1. ## Why?

3x(x+4)=x(x+1)
so i divide both side by x
3(x+4)=(x+1)
then 3x+12=x+1
2x=-11
x=(-11/2)

but this is incorrect. why?

2. Hello,
Originally Posted by helloying
3x(x+4)=x(x+1)
so i divide both side by x
3(x+4)=(x+1)
then 3x+12=x+1
2x=-11
x=(-11/2)

but this is incorrect. why?
When solving this type of equation, you mustn't divide. You must factorise, because you miss information this way.

If you divide both sides by 1, you "miss" the solution x=0.

3x(x+4)=x(x+1)
3x(x+4)-x(x+1)=0
x(3x+12-x-1)=0
x(2x+11)=0

the two solutions are :
- x such that x=0
- x such that 2x+11=0

3. Remember that you can divide by x only if x different from zero!

So in case you choose to divide by x, you must precise that x is different from zero.
And then to be thorough you need to examine what happens when x takes the value 0.

This is why it is safer not to divide but factorise.

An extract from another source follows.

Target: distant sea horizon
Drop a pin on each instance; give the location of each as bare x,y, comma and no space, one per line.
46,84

Quadratic equations sometimes have a common factor containing the unknown quantity. In such cases, dividing by the common factor leads to the loss of a solution.

For instance,

$x^{2} - 5x = 0$

$x - 5 = 0$ (dividing by $x$)

$x = 5$

The solution $x = 0$ has been lost.

Although dividing an equation by a NUMERICAL common factor is correct and sensible, dividing by a common factor containing the unknown quantity results in the loss of a solution.

$3x (x + 4) = x (x + 1)$

Bring everything to one side, and put $RHS = 0.$

$3x (x + 4) - x (x + 1) = 0$

$3x^2 + 12x - x^2 - x = 0$

$2x^2 + 11x = 0$

Now FACTORISE:

$x (2x + 11) = 0$

Either $x = 0$ or $2x + 11 = 0 \Rightarrow x = \frac {-11}{2}$.

I hope that helps.

me07.